Nope. How about "if you often need to lay down a bit to rest while thinking, at least get used to not polluting the airwaves while you do. It's an exceedingly poorly veiled attempt to pretend that you're still talking and to prevent anyone else actually capable of thinking and talking at the same time to do so in your miserably pathetic stead)".
"The spelling "erm" suggests to me that the R is not pronounced, [...]"
In my English background "erm" has the R pronounced. It lengthens the sound and usually suggests some cogitation on the part of the speaker before they make a statement. The "um" and "hem" are short sounds that do not give the same impression of a deep or lateral thought.
As a foreign speaker of English I immediately wondered if the esteemed writer should not have put the "you know" in quotes to identify it as such, you know? It's that customary in Good English?
I must admit I have never heard any mode of English referred to as "Good" - I've heard "The Queen's English" which I assume is the mouth-full-of-potato variant, or "BBC English" which is the well enunciated variant you can hear on BBC if they're not trying to be regional.
Thanks for the laugh, and it's only Wednesday. I'm still grinning :).
reminds me of...
old Japanese man ranting about the national public broadcaster (NHK, like BBC) over loan-words entering the language. I did read an article pointing out some good arguments, such as that many of the "native" words he suggested are in fact imports from China, but I can't find it again.
"Erm" is for the speech impedimented.
The correct usage is "em".
"Erm" is used by people with the RP speech problem. Even HM the Queen has largely got over that one. I think it was most widespread in the remote south east of the country - perhaps south of Cambridge and west of Oxford.
If you hear someone saying erm, see if you can notice other mispronunciations. My favourite is their habit of making so many of their vowels the same as in "her".
Re: "Erm" is for the speech impedimented.
" I think it was most widespread in the remote south east of the country - [...]"
Standard pronunciation of "erm" in my northern working class childhood. The R lengthens the sound to indicate the speaker is cogitating before making a chosen statement about something.
Our 1960s secondary school English teacher had two language triggers. A kindness on his part was in trying to eradicate our local pronunciation of short vowels and some overstressed endings.
His real hatred was reserved for Americanisms. You learned to duck if one of the latter inadvertently escaped your lips. Even at a reunion 45 years later - old boys were careful to say "round" rather than "around".
Perhaps Mr. Clark had in mind Philosophical Investigations, no. 464:
"My aim is to teach you to pass from a piece of disguised nonsense to something that is patent nonsense."
Now, I should not have thought that El Reg needed any help at all with patent nonsense; but Mr. Clark may have some right to consider himself as better at it.
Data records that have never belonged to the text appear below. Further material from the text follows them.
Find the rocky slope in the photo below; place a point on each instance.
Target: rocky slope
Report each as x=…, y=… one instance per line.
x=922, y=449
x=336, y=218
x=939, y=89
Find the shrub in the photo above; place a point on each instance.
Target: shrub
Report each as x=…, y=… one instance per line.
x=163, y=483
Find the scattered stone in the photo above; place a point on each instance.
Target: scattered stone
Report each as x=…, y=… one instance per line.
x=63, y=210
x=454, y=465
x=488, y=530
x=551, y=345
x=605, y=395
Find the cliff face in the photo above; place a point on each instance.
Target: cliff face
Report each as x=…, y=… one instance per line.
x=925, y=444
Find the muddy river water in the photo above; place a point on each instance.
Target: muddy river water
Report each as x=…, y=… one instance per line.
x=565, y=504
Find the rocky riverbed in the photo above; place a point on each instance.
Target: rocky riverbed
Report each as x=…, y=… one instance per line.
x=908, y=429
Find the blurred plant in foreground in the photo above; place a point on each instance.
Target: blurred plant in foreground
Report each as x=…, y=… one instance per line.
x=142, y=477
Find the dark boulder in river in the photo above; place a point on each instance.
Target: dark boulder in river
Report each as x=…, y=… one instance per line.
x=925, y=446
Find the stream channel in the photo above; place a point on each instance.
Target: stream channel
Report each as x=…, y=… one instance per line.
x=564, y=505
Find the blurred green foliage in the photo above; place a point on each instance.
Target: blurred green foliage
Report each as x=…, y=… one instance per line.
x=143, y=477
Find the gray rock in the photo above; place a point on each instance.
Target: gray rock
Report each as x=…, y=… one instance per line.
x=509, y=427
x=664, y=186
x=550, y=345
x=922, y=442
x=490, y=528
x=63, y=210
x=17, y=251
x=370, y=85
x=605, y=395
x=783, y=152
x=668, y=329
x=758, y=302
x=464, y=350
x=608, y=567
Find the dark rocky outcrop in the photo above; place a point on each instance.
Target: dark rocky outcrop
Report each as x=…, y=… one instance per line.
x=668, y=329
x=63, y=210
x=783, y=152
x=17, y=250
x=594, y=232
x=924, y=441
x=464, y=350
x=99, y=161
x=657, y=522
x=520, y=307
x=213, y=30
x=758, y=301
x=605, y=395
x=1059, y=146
"Nothing particularly ungrammatical about that sentence."
Sentence fragment? Perhaps. I disagree, however; there is an implied "There is" in front, which you've merely left off as redundant. Of course, I just did the same thing.
I'm not actually an expert, so I reserve the right to be wrong.
Meantime, I believe your flamelord's example of "you know" should properly been put in quotes, like I did here.
Re: I think Norman's problem is with padding words
Had a manager who would pad their sentences with "obviously", with the implication that if you didnt understand or agree with what they were saying - you - were stupid. As they were high up in the food chain the habit pervaded the supervisory class.
It's just a fancier way of saying "ya know..", and like all forms of baseless endorsement and excessive reinforcement, it makes me doubt they actually know what they are talking about.
More of a "well reasoned if, erm, somewhat stuffy complaint of the week"
A flame of a week has random capitalization, plenty of expletives or shift-key substitutes, and makes it difficult to tell if it was written by a sentient being or something that wouldn't even pass for AI to whoever created the AManFromMars1 AI.
A good flame leaves you imagining the thick pool of saliva that must have been left on the sender's keyboard after "submit" was clicked.